Speaking of AI. I think it can offer good summaries sometimes. I think this Google AI summary of CasP (Capital as Power) is mostly spot on. That is to say it accords with my understanding of CasP after reading the theorists book of the same title and many of their papers and papers of some (doctoral?) students of CasP.
So that I don’t bury the other part of the lead, I think leading theorists in neoclassical economics should pay more attention to CasP.
Start Quote.
“The Capital as Power (CasP) theory by Shimshon Bichler and Jonathan Nitzan offers a radical alternative to traditional economic thought, challenging the views of both mainstream and Marxist economics by defining capital not as a productive asset but as a symbolic quantification of organized power. While its foundational claims and empirical research methods are gaining some traction, particularly within anarchist circles, it has not yet achieved broad recognition or widespread revolution in mainstream economic understanding, partly due to its radical nature and the fundamental shift in perspective it demands.
Key Aspects of the Capital as Power Theory
Capitalism as a Mode of Power:
Instead of a mode of production, capitalism is viewed as a mode of power, where finance serves as the symbolic language for organizing and reordering this power.
Challenge to Traditional Frameworks:
The theory fundamentally critiques both neoclassical economics, which separates economics from politics, and Marxist economics, which focuses on production.
Focus on Differential Power:
It emphasizes that the goal of dominant capital is to maintain and increase the monetary value of assets through controlling and potentially sabotaging the wider socioeconomic machine.
Empirical and Theoretical Contributions:
The theory introduces new empirical research methods and data analysis techniques, along with a new theoretical framework for understanding capital and the state.
Impact and Reception
Radical Nature:
The theory’s fundamental challenge to established economic concepts means that its acceptance would require a significant rewrite of much economic theory, history, and futures.
“Schizophrenia” of Political Economy:
Proponents argue that mainstream political economy suffers from a “schizophrenia” where it recognizes the importance of power but is fundamentally prohibited from fully integrating it into its theoretical framework.

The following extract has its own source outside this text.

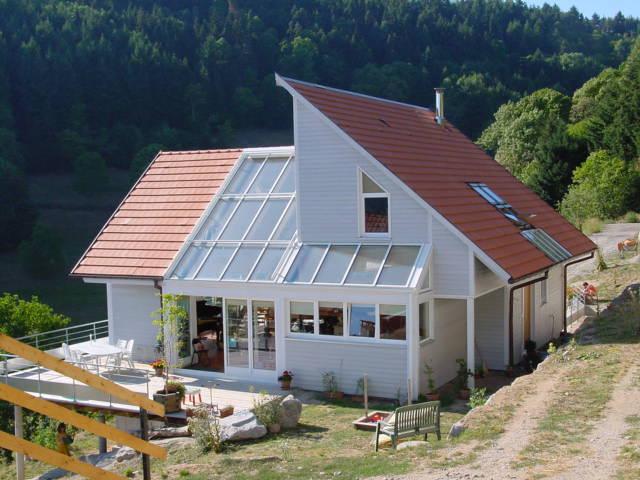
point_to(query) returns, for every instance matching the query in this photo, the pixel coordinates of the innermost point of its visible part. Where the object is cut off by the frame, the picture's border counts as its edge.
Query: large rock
(290, 411)
(241, 426)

Potential for Future Change:
As power becomes increasingly important, CasP is presented as a potential solution that could become widely accepted once conventional approaches prove inadequate to the challenges ahead. ” – Google AI answer.
End Quote.
This is a fair summary of CasP to my understanding. However, I do not like the “Schizophrenia” metaphor, even though the theory’s developers have themselves used this metaphor, at least in interviews. A better technical term, used by the developers themselves in their theory, is “bifurcation”.
Overall, it seems AI can make decent summaries in some cases. Of course, I use this example because I think neoclassical and orthodox economists economists could take the time to explore CasP fully.